Most of the posts are made for brunches of about 10-12 people. A small number are for occasional things like Father’s Day or her husband’s birthday and about a third are done on the weekends, when she cooks for her family and has time for the extra effort of measuring.
She has a few go-to ingredients, starting with the simplest (yet one of the hardest to measure, because it gets added gradually): salt. She uses extra virgin olive oil for pretty much everything (even Tex-Mex!), lemon juice/zest, fresh herbs as often as possible, and organic tomato paste, which is one of the few things she’ll buy jarred. Her absolute favorite ingredient to use on potatoes or French fries is Piment d’Espelette. It’s like a sweet pepper, but a little spicy. Mostly delicate. I can’t wait to try it.

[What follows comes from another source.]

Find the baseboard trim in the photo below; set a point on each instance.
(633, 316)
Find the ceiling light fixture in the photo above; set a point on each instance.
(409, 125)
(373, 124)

One of her favorite things to make is flank steak. I’m drooling at her photo even though I’ve never tasted her cooking because her plating is so exceptional. She can’t possibly cook all these amazing things for every meal though, right? So I asked her what she cooks most often, day-to-day. “It’s a lot more Lebanese food than anything else. More Mediterranean. Tabbouleh maybe 3-4 times a week, hummus a few times a week, salads for dinner, lots of stews.” On the weekends is when she goes all out. And this is a working mom, remember. Respect.
I had to put my admiration aside to ask what she’s planning for the future. In the short term, she wants to learn more about how to make the blog look better. She’s not ashamed of the work she’s done—she did it all herself—but, for example, she wishes she’d taken photos in better lighting. She might want to learn more about the technical details of blogging, including HTML/CSS, how to market it, and this whole “trendy social media thing” (my words, not hers). Longer term, she dreams of going to a farmer’s market, making something, inviting friends or strangers over for taste testing, then writing cookbooks. Maybe full time. Maybe sneak off to culinary school too. How cool would that be?! I kind of want to ask Gordon Ramsay for help. Let’s make an episode with Nadine for one of his shows and dedicate it to plating. Best food porn wins.
I feel fortunate to have met Nadine. She invited me to dine with her someday, and I look forward to that day gleefully (flank steak, I’m looking at you). My only regret about this interview is that I didn’t ask her husband for any juicy tidbits that she “forgot” to mention. Like maybe a secret love of eating plain mayonnaise out of the jar at 3AM while watching Married With Children reruns. There’s still time. I’ll call him as soon as I can. In the meantime, I hope you enjoyed reading about Nadine as much as I enjoyed interviewing her.